How to use the Regex Find & Replace
Use regex for powerful pattern-based replacements in five steps:
1
Paste your text
Paste the text to transform into the input area, or upload a file.
2
Enter a regex pattern
Type a JavaScript regex pattern in the pattern field (without slashes). Use capture groups like (\w+) to capture parts of the match.
3
Enter the replacement
Type the replacement string. Use $1, $2, $3 to reference capture groups. Leave empty to delete all matches.
4
Set flags and preview
Toggle regex flags (g, i, m, s, u) and enable 'Preview matches' to see all matches highlighted in violet. Syntax errors show instantly below the pattern field.
5
Click Replace All
Apply the replacement to all matches.
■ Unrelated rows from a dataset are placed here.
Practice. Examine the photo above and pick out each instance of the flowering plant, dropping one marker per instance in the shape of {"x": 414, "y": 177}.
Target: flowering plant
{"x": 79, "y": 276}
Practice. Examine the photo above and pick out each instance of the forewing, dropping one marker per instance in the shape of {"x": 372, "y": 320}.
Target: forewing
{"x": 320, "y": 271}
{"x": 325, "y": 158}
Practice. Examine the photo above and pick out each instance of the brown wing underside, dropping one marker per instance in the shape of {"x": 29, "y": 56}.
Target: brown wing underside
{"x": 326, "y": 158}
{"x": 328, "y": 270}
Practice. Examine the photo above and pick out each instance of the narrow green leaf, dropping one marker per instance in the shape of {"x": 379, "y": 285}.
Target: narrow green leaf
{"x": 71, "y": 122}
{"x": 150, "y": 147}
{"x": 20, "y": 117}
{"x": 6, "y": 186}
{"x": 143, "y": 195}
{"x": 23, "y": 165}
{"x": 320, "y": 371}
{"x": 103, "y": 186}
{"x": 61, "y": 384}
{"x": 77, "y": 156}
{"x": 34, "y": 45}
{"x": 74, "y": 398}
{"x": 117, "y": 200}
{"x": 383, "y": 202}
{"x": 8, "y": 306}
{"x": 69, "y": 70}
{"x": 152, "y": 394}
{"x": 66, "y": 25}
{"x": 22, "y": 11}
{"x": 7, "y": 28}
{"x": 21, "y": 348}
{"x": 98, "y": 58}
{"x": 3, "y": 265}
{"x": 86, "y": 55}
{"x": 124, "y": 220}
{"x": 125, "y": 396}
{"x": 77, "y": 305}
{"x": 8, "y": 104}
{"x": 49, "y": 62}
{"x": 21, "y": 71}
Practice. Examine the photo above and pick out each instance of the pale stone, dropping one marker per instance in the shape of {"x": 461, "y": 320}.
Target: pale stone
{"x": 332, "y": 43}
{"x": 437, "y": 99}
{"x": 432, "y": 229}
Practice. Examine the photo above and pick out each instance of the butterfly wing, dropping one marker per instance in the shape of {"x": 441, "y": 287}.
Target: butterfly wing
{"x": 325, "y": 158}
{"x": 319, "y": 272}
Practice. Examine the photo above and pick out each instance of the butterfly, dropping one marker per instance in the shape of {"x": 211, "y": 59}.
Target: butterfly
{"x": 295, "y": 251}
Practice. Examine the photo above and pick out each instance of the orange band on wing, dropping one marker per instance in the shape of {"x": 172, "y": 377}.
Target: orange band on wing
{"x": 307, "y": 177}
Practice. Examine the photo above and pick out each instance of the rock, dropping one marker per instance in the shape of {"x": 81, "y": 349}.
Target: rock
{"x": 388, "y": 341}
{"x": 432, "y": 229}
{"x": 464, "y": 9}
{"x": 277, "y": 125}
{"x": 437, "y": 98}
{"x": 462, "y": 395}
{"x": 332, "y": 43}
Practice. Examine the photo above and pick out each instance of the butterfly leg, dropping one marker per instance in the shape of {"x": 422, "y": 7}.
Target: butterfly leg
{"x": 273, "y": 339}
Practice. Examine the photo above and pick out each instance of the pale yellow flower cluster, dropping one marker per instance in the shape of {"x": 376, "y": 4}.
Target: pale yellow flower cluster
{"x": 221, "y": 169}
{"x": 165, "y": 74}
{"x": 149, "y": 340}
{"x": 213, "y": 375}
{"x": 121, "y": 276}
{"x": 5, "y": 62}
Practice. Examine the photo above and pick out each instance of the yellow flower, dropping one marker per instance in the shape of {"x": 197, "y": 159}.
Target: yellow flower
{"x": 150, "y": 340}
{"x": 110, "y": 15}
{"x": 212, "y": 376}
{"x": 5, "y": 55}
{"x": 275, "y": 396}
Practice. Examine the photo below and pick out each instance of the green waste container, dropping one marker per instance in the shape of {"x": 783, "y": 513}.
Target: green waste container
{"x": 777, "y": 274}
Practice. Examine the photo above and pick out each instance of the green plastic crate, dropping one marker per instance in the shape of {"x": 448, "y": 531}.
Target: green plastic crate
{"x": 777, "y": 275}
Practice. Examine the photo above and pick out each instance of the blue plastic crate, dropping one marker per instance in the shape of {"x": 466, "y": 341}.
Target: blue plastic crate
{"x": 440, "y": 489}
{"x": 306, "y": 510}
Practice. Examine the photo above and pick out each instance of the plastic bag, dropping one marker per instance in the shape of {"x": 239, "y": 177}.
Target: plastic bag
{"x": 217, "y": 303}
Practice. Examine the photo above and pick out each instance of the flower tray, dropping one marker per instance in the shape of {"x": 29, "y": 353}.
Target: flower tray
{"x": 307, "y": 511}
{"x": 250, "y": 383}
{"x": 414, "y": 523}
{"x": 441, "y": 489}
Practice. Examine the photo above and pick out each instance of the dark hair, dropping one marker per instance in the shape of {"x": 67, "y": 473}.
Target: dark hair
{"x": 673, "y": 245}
Stats pills show the total replacement count and the full pattern with flags.
When to use this tool
Use for pattern-based text transformations that plain find/replace cannot handle:
- →Reformatting dates from MM/DD/YYYY to YYYY-MM-DD (or any other format) using capture groups and backreferences
- →Redacting sensitive data like email addresses, phone numbers, or credit card numbers matching a pattern
- →Extracting and restructuring repeated data patterns across hundreds of lines in one operation
- →Replacing variable-length whitespace runs, multiple consecutive punctuation marks, or other pattern-based noise
- →Transforming structured text formats — converting CSV rows, log lines, or config entries to a different structure
- →Normalising inconsistent formatting across a dataset, such as capitalising the first letter of every sentence
Frequently asked questions
Q:What regex flags are supported?
All five standard JavaScript regex flags are supported: g (global — match all occurrences, not just the first), i (case insensitive — match regardless of letter case), m (multiline — make ^ and $ match the start and end of each line rather than the whole string), s (dotAll — make the dot . match newline characters as well as all other characters), and u (Unicode — enable full Unicode matching and proper handling of supplementary characters).
Q:How do I use capture groups and backreferences?
Wrap parts of your pattern in parentheses to create capture groups: for example, (\d{4})-(\d{2})-(\d{2}) creates three groups. Reference them in the replacement string using $1, $2, $3 in order. To reformat a date from YYYY-MM-DD to DD/MM/YYYY, use pattern (\d{4})-(\d{2})-(\d{2}) and replacement $3/$2/$1. The entire match is available as $& if you need to reference it without capturing.
Q:What happens if my regex pattern has a syntax error?
An error message appears in red immediately below the pattern field as you type, showing the exact JavaScript error from attempting to compile the regex. The Replace All button is disabled while the pattern contains a syntax error, so you cannot accidentally apply a broken replacement. Common syntax errors include unmatched parentheses, invalid quantifiers, and invalid escape sequences.
Q:How is the pattern input formatted?
The pattern field is styled as /pattern/flags — the tool displays a leading / and a trailing /flags suffix (showing your active flags) around the input box, exactly matching the JavaScript regex literal notation. You type only the pattern body — no surrounding slashes are needed. The flags shown after the closing / update in real time as you toggle them.
Q:Can I replace across multiple lines with regex?
Yes — enable the m (multiline) flag to make ^ and $ match the start and end of each individual line. Enable the s (dotAll) flag to make the dot (.) match newline characters, which allows patterns to span multiple lines. Without the s flag, the dot matches any character except newlines, which is the default JavaScript regex behaviour.
Q:How is this different from the plain Text Find & Replace tool?
Text Find & Replace treats the search term as a literal string — characters like ., *, +, (, and [ have no special meaning. Regex Find & Replace interprets the pattern as a JavaScript regular expression where those characters are metacharacters. Use the plain tool for simple word or phrase substitutions; use the regex tool when you need pattern matching, capture groups, quantifiers, character classes, or any other regex feature.